What Shall We Pray? (LCQ #191)
Since our prayers are so vital to the purposes of God, since he has exalted us with his Son to be a kingdom of priests, our prayers must be more in line with his purposes, his majesty, and his omnipotence. I can think of no better summary of kingdom oriented prayers than the beautiful answer to our Larger Catechism’s 191st question – What do we pray for in the second petition? Answer: “…acknowledging ourselves and all mankind to be by nature under the dominion of sin and Satan, we pray, that the kingdom of sin and Satan may be destroyed, the gospel propagated throughout the world, the Jews called, the fullness of the Gentiles brought in; the church furnished with all gospel-officers and ordinances, purged from corruption, countenanced and maintained by the civil magistrate; that the ordinances of Christ may be purely dispensed, and made effectual to the converting of those that are yet in their sins, and the confirming, comforting, and building up of those that are already converted: that Christ would rule in our hearts here, and hasten the time of his second coming, and our reigning with him forever: and that he would be pleased so to exercise the kingdom of his power in all the world, as may be conduce to these ends.”

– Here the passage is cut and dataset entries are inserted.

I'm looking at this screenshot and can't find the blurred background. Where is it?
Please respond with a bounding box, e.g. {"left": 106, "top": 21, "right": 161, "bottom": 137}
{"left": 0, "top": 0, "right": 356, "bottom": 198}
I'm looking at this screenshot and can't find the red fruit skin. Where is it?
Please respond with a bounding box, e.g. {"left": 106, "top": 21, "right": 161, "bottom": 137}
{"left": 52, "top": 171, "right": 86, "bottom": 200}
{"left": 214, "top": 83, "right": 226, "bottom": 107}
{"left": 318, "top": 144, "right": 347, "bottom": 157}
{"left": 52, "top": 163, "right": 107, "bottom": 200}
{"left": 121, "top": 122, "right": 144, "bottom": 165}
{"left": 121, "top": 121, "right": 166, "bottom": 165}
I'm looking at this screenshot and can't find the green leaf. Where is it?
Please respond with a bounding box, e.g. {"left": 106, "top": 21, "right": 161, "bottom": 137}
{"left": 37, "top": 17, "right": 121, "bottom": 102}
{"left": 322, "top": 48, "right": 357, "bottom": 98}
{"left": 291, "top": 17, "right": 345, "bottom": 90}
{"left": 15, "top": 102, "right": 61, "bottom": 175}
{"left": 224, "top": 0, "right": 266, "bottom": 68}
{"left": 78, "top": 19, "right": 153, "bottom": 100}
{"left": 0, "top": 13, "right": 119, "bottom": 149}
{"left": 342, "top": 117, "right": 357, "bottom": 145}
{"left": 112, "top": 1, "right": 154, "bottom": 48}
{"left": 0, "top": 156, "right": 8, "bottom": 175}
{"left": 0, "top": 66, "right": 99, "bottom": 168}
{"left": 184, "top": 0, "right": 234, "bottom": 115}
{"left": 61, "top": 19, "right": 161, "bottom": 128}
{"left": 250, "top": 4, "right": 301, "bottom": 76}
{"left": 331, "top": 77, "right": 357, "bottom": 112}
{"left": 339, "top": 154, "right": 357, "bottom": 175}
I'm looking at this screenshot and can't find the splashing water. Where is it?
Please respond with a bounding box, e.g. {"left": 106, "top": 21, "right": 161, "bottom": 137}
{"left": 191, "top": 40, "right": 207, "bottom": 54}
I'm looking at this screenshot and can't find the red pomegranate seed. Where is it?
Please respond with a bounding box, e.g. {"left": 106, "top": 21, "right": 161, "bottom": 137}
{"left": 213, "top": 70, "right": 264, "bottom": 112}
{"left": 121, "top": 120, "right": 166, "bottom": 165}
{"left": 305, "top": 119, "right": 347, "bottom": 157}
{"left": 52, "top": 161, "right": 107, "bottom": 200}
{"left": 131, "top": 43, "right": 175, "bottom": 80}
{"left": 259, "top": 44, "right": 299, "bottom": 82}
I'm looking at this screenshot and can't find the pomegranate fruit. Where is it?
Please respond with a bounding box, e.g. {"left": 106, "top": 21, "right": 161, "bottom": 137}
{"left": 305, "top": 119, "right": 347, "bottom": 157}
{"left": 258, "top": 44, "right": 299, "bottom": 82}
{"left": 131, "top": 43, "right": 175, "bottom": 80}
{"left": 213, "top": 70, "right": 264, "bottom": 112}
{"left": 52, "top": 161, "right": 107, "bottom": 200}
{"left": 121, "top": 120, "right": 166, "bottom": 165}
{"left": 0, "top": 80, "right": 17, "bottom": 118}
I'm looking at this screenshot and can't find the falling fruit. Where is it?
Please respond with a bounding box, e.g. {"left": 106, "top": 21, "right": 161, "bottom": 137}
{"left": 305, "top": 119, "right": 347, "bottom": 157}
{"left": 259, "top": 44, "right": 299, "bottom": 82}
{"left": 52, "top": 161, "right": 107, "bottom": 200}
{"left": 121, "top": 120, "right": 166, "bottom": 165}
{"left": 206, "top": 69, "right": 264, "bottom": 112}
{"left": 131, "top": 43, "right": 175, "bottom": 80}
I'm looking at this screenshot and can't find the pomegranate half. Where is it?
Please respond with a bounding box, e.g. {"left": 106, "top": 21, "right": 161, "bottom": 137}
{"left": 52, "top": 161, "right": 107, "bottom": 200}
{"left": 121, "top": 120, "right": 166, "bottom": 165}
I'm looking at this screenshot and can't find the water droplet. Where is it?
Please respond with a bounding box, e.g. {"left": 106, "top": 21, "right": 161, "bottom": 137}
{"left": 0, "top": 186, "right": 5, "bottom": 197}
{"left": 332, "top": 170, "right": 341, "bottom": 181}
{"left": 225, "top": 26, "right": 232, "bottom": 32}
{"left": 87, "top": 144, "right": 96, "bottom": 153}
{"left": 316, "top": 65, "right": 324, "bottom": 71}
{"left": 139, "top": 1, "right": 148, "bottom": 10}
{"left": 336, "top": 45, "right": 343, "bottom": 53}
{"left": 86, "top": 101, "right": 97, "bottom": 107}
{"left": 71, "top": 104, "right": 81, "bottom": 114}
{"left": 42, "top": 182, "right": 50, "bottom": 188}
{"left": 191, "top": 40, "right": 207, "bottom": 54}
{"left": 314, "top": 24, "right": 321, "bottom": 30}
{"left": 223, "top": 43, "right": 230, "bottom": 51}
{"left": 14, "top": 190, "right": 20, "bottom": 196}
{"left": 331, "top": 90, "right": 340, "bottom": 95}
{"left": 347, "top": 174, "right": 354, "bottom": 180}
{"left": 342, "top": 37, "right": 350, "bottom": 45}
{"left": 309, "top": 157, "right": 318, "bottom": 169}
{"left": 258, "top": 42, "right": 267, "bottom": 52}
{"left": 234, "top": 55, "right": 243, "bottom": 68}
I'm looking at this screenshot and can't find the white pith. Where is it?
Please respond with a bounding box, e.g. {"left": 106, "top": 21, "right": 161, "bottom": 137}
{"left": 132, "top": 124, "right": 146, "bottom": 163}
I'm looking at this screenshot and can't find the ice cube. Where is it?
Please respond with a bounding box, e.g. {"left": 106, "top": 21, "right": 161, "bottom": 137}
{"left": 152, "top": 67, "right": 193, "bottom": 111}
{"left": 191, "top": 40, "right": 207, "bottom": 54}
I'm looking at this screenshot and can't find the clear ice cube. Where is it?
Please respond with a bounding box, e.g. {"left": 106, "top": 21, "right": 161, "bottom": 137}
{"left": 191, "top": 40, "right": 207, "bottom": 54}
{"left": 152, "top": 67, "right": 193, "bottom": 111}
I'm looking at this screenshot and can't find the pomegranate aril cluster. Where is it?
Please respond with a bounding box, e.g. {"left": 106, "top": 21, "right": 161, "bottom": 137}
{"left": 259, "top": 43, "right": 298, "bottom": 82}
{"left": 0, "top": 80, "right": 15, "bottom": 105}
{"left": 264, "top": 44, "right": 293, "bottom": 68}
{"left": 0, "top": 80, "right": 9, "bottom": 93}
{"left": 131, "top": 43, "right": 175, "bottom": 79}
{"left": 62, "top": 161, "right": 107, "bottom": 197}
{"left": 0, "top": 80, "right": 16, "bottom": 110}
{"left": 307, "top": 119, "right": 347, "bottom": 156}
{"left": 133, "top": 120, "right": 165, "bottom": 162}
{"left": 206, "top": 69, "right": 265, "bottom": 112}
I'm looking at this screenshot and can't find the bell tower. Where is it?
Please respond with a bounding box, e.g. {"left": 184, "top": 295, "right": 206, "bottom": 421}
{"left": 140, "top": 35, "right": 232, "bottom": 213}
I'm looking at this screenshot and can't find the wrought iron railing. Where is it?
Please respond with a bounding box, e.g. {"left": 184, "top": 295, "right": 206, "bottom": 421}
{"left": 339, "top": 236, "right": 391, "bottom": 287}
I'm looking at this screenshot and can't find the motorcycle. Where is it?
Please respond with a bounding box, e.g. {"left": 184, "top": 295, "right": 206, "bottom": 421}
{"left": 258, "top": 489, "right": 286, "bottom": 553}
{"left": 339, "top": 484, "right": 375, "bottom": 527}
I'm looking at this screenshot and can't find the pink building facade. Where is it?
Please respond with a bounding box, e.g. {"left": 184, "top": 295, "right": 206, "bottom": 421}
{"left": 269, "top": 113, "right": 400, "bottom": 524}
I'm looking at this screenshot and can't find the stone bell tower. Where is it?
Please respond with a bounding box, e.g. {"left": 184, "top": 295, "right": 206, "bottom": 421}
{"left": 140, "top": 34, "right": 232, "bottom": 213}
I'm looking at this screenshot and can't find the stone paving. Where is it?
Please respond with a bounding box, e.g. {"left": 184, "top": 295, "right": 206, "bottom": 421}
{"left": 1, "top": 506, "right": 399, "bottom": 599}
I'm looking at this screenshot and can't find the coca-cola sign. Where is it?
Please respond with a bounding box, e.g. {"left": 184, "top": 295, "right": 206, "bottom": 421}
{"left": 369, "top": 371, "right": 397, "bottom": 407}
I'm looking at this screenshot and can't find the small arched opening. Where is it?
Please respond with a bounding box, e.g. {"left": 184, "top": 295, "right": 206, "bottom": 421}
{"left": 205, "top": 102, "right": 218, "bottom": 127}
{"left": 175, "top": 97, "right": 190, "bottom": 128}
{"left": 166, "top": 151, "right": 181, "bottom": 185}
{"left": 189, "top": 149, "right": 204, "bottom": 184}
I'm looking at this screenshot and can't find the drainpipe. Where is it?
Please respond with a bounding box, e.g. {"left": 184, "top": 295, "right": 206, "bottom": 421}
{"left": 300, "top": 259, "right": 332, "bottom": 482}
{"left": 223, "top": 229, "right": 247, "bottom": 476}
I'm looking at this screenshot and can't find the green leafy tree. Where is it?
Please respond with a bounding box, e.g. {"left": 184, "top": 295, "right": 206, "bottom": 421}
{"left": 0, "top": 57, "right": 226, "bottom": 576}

Endeavor to understand each one of these Bible truths and petitions. Bring them into your prayers and apply them to our own times – that Satan’s kingdom of sodomy and statism may be destroyed, that his deceptions and killing in abortion may be exposed and forsaken; that the gospel of Jesus Christ would make great progress in the world, that the Lauer, Linton, Johnson, and Temple families, to name only a few, may be blessed to spread the gospel – that you and your family would spread it here, and Jesus Christ would open the womb of regeneration and convert millions in our day; that the Jewish people would forsake the rabbis and turn to Jesus Christ, and the Gentiles would forsake the Super Bowl and worship Jesus Christ. So much for which to pray! Our Lord is coming – are you praying for his return, looking forward to reigning with him, and expecting him to come on the clouds in answer to your prayer. He will. He is, All his enemies must be defeated. The Father has promised this to his Son for our sake, because he humbled himself to die on the cross for us. Worship him! Pray!